De eerste Milād-un-Nabi ﷺ conferentie
Vandaag zijn wij hier allemaal bijeengekomen op de conferentie welke is georganiseerd door World Islamic Mission Canada. Doch, door wie was zo’n conferentie als eerste georganiseerd? De eerste bijeenkomst als deze was door niemand anders dan Allāh Subhānuhu wa Ta’ālā Zelf georganiseerd waarin alle Profeten aanwezig waren. Op de eerste conferentie zoals deze waren de zielen van de Profeten (al Arwāh Anbiyā-wal Mursalīn) het publiek welke was georganiseerd door Allāh Subhānuhu wa Ta’ālā. Ik zal het vers reciteren.

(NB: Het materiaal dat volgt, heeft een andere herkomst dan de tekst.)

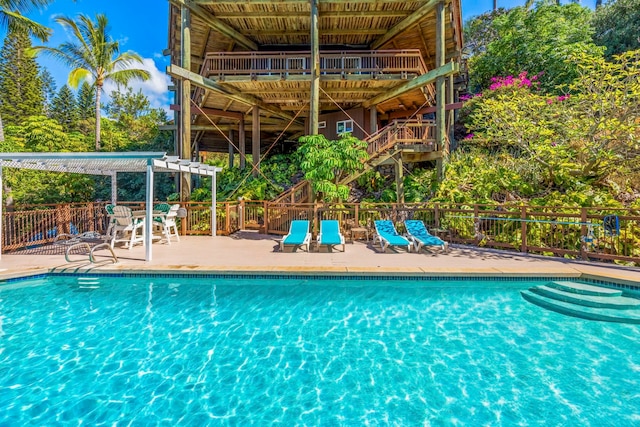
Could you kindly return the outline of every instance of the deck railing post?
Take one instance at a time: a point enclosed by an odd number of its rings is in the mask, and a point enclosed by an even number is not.
[[[527,253],[527,207],[520,207],[520,233],[522,234],[522,244],[520,251]]]
[[[436,230],[440,230],[440,203],[436,203],[433,207],[434,227]]]
[[[224,202],[224,229],[227,234],[231,234],[231,204]]]
[[[474,231],[474,240],[475,240],[475,245],[478,246],[478,244],[480,243],[480,233],[479,233],[479,229],[478,229],[478,225],[479,225],[479,221],[480,219],[478,218],[480,215],[480,208],[478,207],[478,205],[473,205],[473,231]]]
[[[262,203],[262,227],[260,227],[260,232],[263,234],[267,234],[267,230],[269,229],[267,227],[267,224],[269,223],[269,202],[264,201]]]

Allāh Subhānuhu wa Ta’ālā openbaart in de Heilige Qur’ān:
وَإِذْ أَخَذَ ٱللَّهُ مِيثَاقَ ٱلنَّبِيِّيْنَ لَمَآ آتَيْتُكُم مِّن كِتَابٍ وَحِكْمَةٍ ثُمَّ جَآءَكُمْ رَسُولٌ مُّصَدِّقٌ لِّمَا مَعَكُمْ لَتُؤْمِنُنَّ بِهِ وَلَتَنصُرُنَّهُ قَالَ أَأَقْرَرْتُمْ وَأَخَذْتُمْ عَلَىٰ ذٰلِكُمْ إِصْرِي قَالُوۤاْ أَقْرَرْنَا قَالَ فَٱشْهَدُواْ وَأَنَاْ مَعَكُمْ مِّنَ ٱلشَّاهِدِينَ
“En toen Allāh met de Profeten een verbond sloot, zeide Hij: ‘Voorwaar, Ik heb u het Boek en de Wijsheid geschonken en daarna zal een Boodschapper tot u komen, vervullend hetgeen bij u is, in hem zult gij geloven en hem zult gij helpen’; en Hij zeide: ‘Hebt gij bekrachtigd en daarmede Mijn verbond aanvaard?’ Zij antwoordden: ‘Wij bekrachtigen het’. Hij zeide: ‘Getuigt dan en Ik ben met u onder de getuigen’.” Surah al Imrān (het Huis van Imrān) H3, vers 81
In dit vers zien wij, dat Allāh Subhānuhu wa Ta’ālā alle zielen van de Profeten had geroepen om een convenant of overeenkomst te sluiten. Het doel van deze vergadering of conferentie was bedoeld om alle Profeten te informeren, dat naar hun een Boodschapper zal worden gestuurd om de mensheid te leiden naar het Rechte Pad. Zij zullen hun eigen naties (Ummah) vertellen om uitsluitend Allāh te aanbidden en tegelijkertijd te vertellen, dat wanneer deze Profeet ﷺ onder hen komt zij in hem moeten geloven en hem helpen. Wij zien dus dat de ‘Conferentie’ was georganiseerd om de Heilige Profeet Mohammed ﷺ te introduceren aan alle 124.000 Profeten. Dit was de eerste Milād-un-Nabi ﷺ conferentie en het was georganiseerd door Allāh Subhānuhu wa Ta’ālā waarbij Hij de naam van Zijn Geliefde Profeet ﷺ lof prijsde en het publiek waren de Profeten.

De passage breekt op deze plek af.